Advertisement

Switch to Spanish signals industry growth

Share via
Special to The Times

Last week, when KMXN-FM (94.3) in Orange County abandoned its alternative music format, a few listeners certainly lost their favorite station. But by changing to Spanish-language country and hip-hop, it has the potential to attract hundreds of thousands more.

More than a year ago, Walter Ulloa, chairman and chief executive of Entravision Communications Corp., which now owns seven Spanish-language stations in the Southland, said he thought the Latino listening community was underserved by the number of stations in the market. With more than a dozen in the area, and now with a competitor flipping KMXN to Spanish, he still says there aren’t enough.

“I still feel there’s room for growth. As far as population goes, it’s the second-largest radio market” and the largest Latino market, he said.

Advertisement

Latinos accounted for 45% of the Los Angeles County population in the 2000 census, up from 38% in 1990. The increase of 936,000 people in that decade was the largest for any group, and the California Department of Finance predicts that Latinos will make up 51% of the county population by 2010.

Ron Rodrigues, editor in chief of the trade magazine Radio & Records, noted that Los Angeles has the world’s second-largest Spanish-speaking radio audience, behind Mexico City.

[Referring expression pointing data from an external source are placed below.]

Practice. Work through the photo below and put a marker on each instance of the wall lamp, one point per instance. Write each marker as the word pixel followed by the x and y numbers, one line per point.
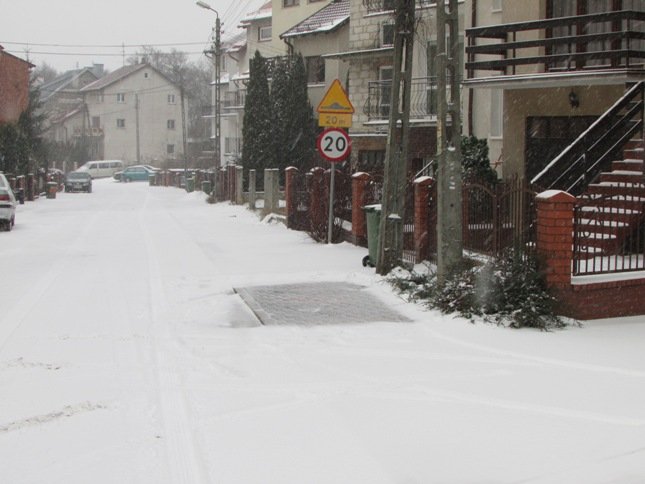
pixel 573 99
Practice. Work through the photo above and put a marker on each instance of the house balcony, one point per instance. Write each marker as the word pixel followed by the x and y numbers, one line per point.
pixel 423 100
pixel 232 146
pixel 93 131
pixel 605 48
pixel 234 99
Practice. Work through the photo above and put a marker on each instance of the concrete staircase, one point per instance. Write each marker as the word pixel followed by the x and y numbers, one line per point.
pixel 612 209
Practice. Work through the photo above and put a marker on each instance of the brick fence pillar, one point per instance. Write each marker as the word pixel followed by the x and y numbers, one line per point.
pixel 239 185
pixel 422 187
pixel 555 236
pixel 252 194
pixel 290 174
pixel 30 185
pixel 317 207
pixel 360 180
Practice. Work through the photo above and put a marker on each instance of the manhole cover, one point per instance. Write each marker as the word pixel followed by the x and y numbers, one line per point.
pixel 316 304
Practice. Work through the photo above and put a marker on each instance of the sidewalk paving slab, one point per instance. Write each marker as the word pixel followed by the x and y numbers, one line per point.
pixel 318 303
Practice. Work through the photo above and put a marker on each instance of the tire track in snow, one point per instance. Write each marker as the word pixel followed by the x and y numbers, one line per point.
pixel 569 364
pixel 15 316
pixel 65 412
pixel 183 452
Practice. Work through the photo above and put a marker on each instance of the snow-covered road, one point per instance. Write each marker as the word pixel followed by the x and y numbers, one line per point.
pixel 126 357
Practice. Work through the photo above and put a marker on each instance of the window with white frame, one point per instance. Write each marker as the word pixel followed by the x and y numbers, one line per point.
pixel 385 74
pixel 496 113
pixel 264 33
pixel 387 34
pixel 315 69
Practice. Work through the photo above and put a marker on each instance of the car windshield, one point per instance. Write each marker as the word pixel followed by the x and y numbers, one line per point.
pixel 78 176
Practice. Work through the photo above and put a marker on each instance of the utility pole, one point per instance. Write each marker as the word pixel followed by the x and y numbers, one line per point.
pixel 390 247
pixel 217 93
pixel 136 108
pixel 449 193
pixel 217 63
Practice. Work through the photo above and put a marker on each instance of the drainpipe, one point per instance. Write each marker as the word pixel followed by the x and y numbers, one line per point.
pixel 289 46
pixel 471 91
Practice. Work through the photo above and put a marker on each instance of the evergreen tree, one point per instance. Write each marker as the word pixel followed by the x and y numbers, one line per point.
pixel 301 144
pixel 257 152
pixel 282 103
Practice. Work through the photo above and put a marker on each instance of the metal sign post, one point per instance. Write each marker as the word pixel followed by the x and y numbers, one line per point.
pixel 334 145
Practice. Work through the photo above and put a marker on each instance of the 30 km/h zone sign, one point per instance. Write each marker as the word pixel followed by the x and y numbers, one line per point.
pixel 334 144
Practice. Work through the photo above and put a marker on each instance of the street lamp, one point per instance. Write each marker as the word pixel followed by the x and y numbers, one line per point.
pixel 216 94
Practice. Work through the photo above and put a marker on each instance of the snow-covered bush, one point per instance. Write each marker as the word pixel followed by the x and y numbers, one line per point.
pixel 508 290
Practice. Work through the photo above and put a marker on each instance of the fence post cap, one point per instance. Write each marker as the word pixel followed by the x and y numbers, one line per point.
pixel 556 196
pixel 424 180
pixel 361 175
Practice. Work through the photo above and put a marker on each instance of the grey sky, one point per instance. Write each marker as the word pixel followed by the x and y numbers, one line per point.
pixel 96 30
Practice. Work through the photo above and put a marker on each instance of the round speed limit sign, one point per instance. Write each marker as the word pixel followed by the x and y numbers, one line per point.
pixel 334 144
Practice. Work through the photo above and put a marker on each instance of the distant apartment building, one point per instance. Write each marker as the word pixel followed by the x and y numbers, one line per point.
pixel 63 104
pixel 134 114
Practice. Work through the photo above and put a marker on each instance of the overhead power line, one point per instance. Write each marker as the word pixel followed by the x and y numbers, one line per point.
pixel 98 46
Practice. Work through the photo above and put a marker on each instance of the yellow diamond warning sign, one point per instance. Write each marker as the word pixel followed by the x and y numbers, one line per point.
pixel 335 100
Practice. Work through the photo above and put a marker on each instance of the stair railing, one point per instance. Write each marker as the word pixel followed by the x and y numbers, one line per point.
pixel 582 161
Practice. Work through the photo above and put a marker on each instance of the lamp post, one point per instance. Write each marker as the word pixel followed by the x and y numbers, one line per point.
pixel 216 74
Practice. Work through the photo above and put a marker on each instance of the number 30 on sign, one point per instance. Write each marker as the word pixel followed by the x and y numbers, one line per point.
pixel 334 144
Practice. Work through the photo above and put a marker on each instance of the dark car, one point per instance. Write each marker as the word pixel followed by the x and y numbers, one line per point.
pixel 78 181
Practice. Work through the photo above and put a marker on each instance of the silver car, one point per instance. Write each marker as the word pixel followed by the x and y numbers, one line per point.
pixel 7 205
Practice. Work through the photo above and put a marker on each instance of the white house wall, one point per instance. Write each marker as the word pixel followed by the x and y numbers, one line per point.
pixel 154 112
pixel 319 44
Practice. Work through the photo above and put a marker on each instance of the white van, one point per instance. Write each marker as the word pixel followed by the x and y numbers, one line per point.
pixel 102 168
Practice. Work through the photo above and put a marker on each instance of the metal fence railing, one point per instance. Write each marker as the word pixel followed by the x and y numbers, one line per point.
pixel 609 234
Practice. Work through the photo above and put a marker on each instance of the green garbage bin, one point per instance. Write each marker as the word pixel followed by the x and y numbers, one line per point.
pixel 52 188
pixel 373 218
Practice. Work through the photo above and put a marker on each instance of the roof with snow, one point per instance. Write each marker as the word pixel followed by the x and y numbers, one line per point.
pixel 263 12
pixel 324 20
pixel 113 77
pixel 120 74
pixel 63 81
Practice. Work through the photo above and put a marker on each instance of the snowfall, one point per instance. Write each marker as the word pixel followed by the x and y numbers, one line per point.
pixel 127 357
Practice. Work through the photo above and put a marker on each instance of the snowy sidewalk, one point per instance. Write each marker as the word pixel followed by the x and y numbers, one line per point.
pixel 316 304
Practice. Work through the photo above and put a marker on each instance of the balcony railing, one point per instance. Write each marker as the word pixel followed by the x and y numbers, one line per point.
pixel 232 146
pixel 234 100
pixel 597 41
pixel 423 99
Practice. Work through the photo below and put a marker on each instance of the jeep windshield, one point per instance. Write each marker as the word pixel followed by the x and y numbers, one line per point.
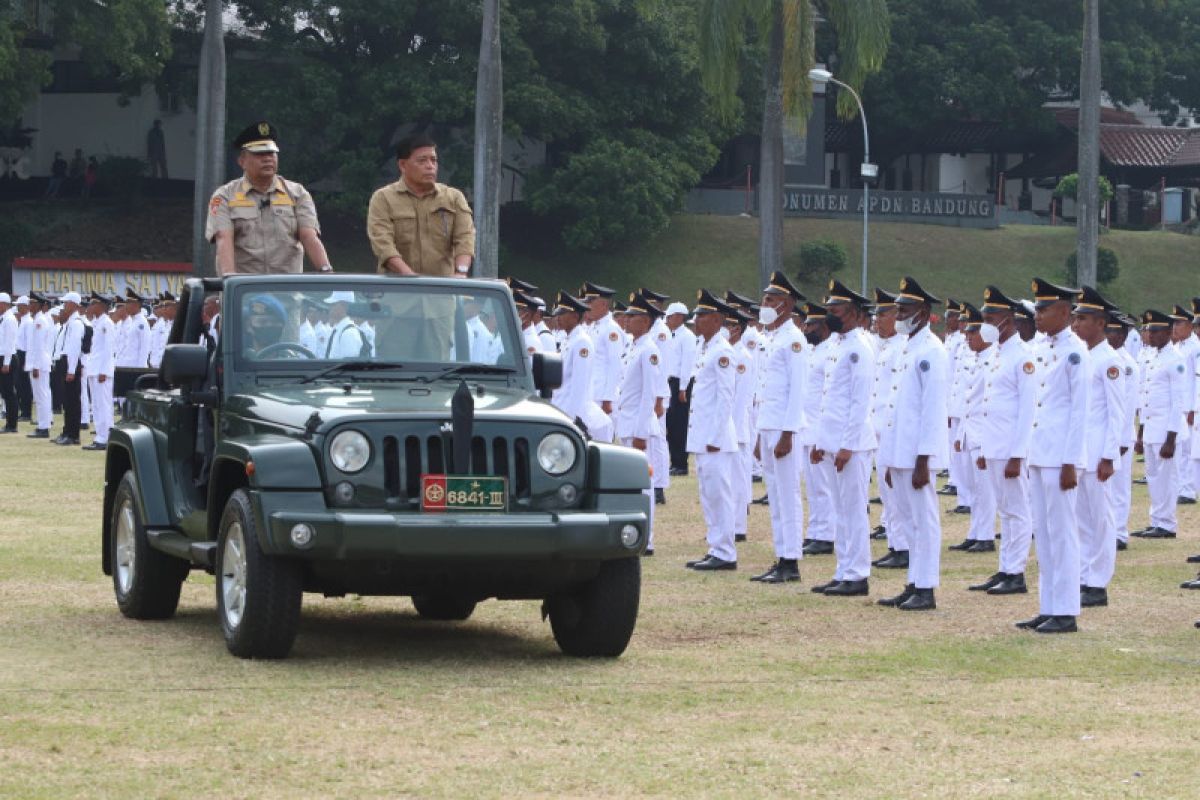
pixel 327 328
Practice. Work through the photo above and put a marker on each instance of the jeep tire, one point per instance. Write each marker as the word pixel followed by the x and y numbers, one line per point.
pixel 258 595
pixel 443 607
pixel 147 582
pixel 598 619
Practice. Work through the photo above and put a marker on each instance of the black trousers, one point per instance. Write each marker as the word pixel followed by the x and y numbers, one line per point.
pixel 677 425
pixel 24 389
pixel 72 397
pixel 9 394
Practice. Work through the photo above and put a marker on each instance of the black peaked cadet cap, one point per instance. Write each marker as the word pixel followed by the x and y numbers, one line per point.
pixel 780 284
pixel 911 293
pixel 840 294
pixel 1045 293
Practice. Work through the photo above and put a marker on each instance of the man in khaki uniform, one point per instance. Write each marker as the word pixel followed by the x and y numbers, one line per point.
pixel 261 222
pixel 418 226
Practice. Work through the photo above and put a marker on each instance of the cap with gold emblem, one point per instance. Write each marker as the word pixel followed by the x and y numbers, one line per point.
pixel 259 137
pixel 840 294
pixel 911 293
pixel 1047 294
pixel 780 284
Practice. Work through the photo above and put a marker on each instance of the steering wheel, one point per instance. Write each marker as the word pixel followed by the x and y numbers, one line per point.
pixel 285 347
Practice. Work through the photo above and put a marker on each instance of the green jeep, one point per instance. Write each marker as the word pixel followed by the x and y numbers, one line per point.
pixel 366 435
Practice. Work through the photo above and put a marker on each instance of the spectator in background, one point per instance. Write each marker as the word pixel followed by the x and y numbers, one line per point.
pixel 156 150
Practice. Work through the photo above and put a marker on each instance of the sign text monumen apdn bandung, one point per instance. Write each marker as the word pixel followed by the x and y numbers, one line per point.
pixel 964 210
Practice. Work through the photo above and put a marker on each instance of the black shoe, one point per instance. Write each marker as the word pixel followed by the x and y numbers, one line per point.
pixel 922 600
pixel 1158 533
pixel 849 589
pixel 786 571
pixel 893 602
pixel 1057 625
pixel 713 564
pixel 817 547
pixel 893 560
pixel 995 579
pixel 1012 584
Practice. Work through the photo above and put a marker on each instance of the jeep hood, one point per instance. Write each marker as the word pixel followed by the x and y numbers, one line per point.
pixel 292 404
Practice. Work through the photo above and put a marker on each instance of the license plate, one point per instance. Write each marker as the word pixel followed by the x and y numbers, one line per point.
pixel 463 493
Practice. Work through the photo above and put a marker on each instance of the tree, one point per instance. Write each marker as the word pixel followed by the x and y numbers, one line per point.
pixel 489 132
pixel 861 28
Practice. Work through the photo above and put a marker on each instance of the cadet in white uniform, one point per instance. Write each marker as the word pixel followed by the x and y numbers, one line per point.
pixel 780 417
pixel 1057 452
pixel 1162 414
pixel 845 439
pixel 712 435
pixel 1105 429
pixel 915 446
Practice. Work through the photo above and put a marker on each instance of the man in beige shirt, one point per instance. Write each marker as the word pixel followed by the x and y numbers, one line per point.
pixel 261 222
pixel 418 226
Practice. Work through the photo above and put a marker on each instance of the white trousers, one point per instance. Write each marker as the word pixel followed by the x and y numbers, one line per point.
pixel 1120 488
pixel 739 483
pixel 852 540
pixel 1015 519
pixel 713 473
pixel 649 493
pixel 783 476
pixel 41 390
pixel 1097 531
pixel 919 506
pixel 819 488
pixel 983 505
pixel 1163 481
pixel 961 475
pixel 1057 536
pixel 101 395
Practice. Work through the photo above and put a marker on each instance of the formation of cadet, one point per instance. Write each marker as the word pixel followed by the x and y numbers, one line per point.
pixel 61 354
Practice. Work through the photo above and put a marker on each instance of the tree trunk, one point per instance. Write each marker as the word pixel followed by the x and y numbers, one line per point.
pixel 210 118
pixel 1087 198
pixel 489 130
pixel 771 161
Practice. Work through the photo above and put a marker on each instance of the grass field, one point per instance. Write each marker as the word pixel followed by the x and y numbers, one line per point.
pixel 729 689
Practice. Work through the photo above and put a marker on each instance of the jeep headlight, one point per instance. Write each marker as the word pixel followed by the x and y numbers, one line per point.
pixel 556 453
pixel 349 451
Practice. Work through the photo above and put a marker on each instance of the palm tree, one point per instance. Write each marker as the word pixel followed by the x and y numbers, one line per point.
pixel 789 26
pixel 210 116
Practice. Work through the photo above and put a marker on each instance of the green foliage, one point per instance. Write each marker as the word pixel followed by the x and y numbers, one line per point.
pixel 1068 187
pixel 1108 268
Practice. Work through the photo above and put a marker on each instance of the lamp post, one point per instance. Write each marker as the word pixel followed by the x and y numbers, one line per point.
pixel 868 172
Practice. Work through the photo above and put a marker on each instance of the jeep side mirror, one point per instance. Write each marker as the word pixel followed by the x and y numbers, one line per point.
pixel 547 372
pixel 183 365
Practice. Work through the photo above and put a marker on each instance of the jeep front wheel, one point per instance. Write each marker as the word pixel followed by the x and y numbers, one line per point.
pixel 258 595
pixel 599 618
pixel 147 583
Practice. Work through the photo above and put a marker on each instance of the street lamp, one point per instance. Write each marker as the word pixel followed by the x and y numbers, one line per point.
pixel 868 172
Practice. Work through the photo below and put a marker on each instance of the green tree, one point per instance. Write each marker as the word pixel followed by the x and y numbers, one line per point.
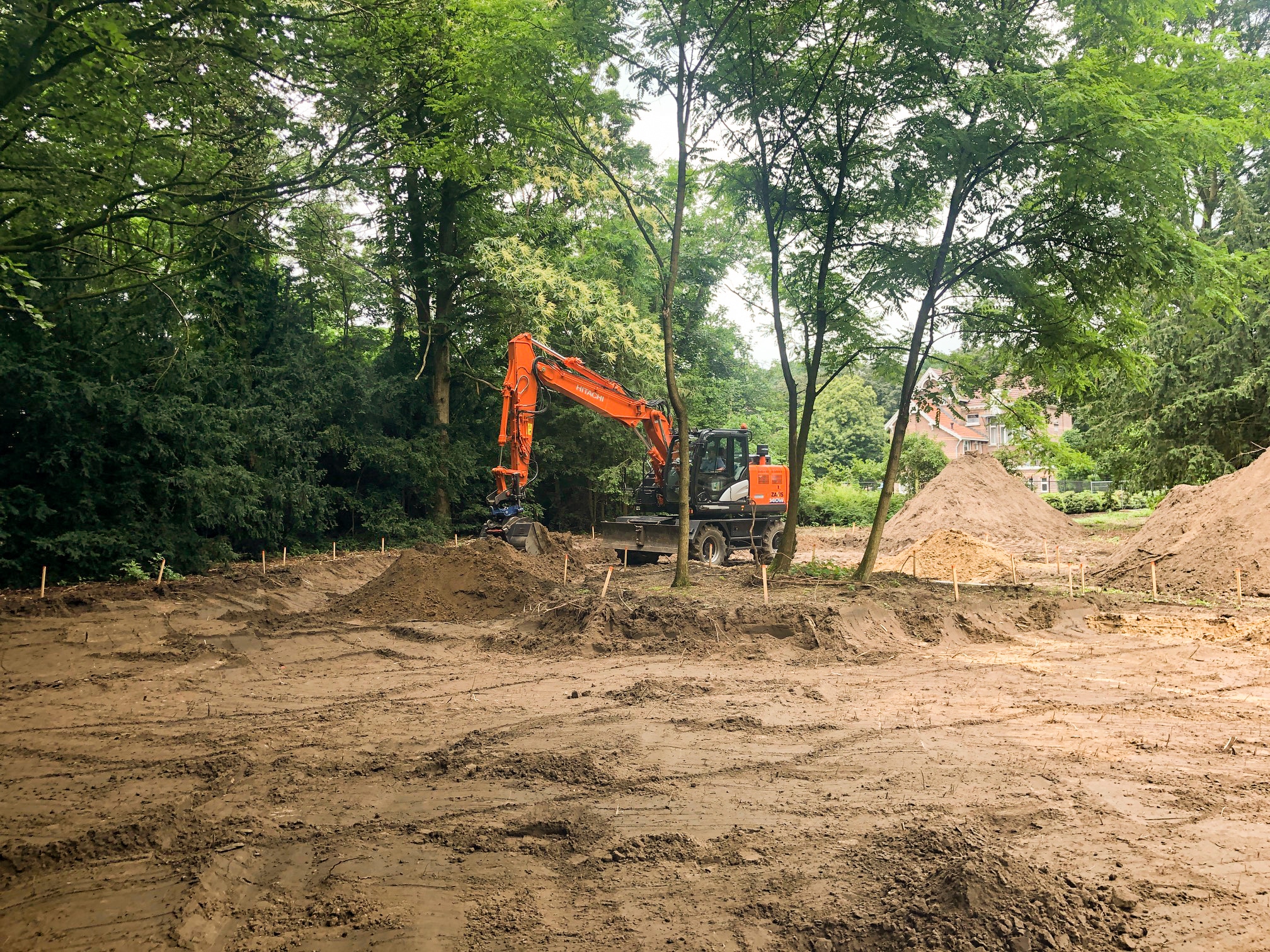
pixel 1026 141
pixel 809 93
pixel 847 428
pixel 922 460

Which prompted the Houston-based Liberman Broadcasting to buy KMXN in Garden Grove for $35 million from local owner Astor Broadcast Group, and change an idiosyncratic alternative format that wasn’t even a year old. The move helps the company reinforce its presence in Orange County, the Inland Empire and San Gabriel Valley, said Andy Mars, Liberman corporate vice president, who oversees the company’s Southland holdings.

Advertisement

Now KMXN is simulcasting the “Que Buena” format already heard on Liberman’s KBUA-FM (94.3), broadcasting from San Fernando. Mars described it as contemporary regional Mexican music, “a combination of modern country and rap.”

Another indicator of the industry’s growth potential was the other big purchase in the past month. On Christmas Eve, Entravision announced its purchase of three stations owned by Big City Radio Inc. for $137 million in cash and stock. The stations -- KLYY-FM in Arcadia, KVYY-FM in Oxnard and KSYY-FM in Fallbrook, all at 107.1 on the dial -- were already broadcasting Spanish hits. Entravision already owned KSSE-FM (97.5) and KSSC/KSSD-FM (103.1), broadcasting its “Super Estrella” pop format, which features artists found on English-language stations, such as Shakira and Enrique Iglesias, but singing in their native tongue.

Ulloa said “Super Estrella” will move to 107.1, and the company plans to switch the other frequencies to two new formats, which it will announce soon.

Advertisement

Among the areas in which there is room for growth is the rock en Espanol genre, said Bill Tanner, executive vice president for programming at Spanish Broadcasting System, which owns KLAX-FM “La Raza” (97.9) and KXOL-FM (96.3).

With the number of Spanish-language stations increasing, he said, “it’s become way more competitive than it was. It’s no longer a mom-and-pop business. Still, there’s way more room for growth.”

Mars said the “Hispanic radio market has grown consistently over the last five or six years.”

In that time, several English-language stations have flipped to Spanish. Gene Autry sold KSCA-FM (101.9) to Heftel Broadcasting Corp. in 1997, and almost overnight that station went from a low-rated adult album alternative station to one of the market’s highest-rated stations in any language. Now owned by Hispanic Broadcasting Corp., KSCA is home to the market’s No. 1 morning show, and tied for fourth place overall with KOST-FM (103.5) in the most recent Arbitron ratings.

In 1999, Big City switched the three stations it had broadcasting at 107.1 from the alternative outlet Y-107 to Viva 107. In 2000, Clear Channel Communications sold KACD and KBCD, simulcasting at 103.1 FM, to Entravision, which began playing the “Super Estrella” music it was already airing from KSSE-FM (97.5) in Riverside. And in 2001, Spanish Broadcasting switched KXOL-FM (96.3) from gospel to regional Mexican.

“There has never been, in the history of the market, a Spanish station revert to English,” Rodrigues said. “There simply has been no need to.”

Advertisement

But even though the listeners are there, he said, the advertisers aren’t. And that lack of revenue could limit growth.

“Some advertisers have been very willing to make that commitment, others have not yet,” Rodrigues said. He added that the majority of advertisers don’t recognize the market and don’t know how to speak to it.

“Experts are saying 25% of advertising dollars should go to Spanish advertising,” because of demographic breakdowns, Mars said, but they’re currently a negligible 3% to 5%. “Our challenge as broadcasters is to get our share of the business based on population and language. It’s an ongoing process of education.”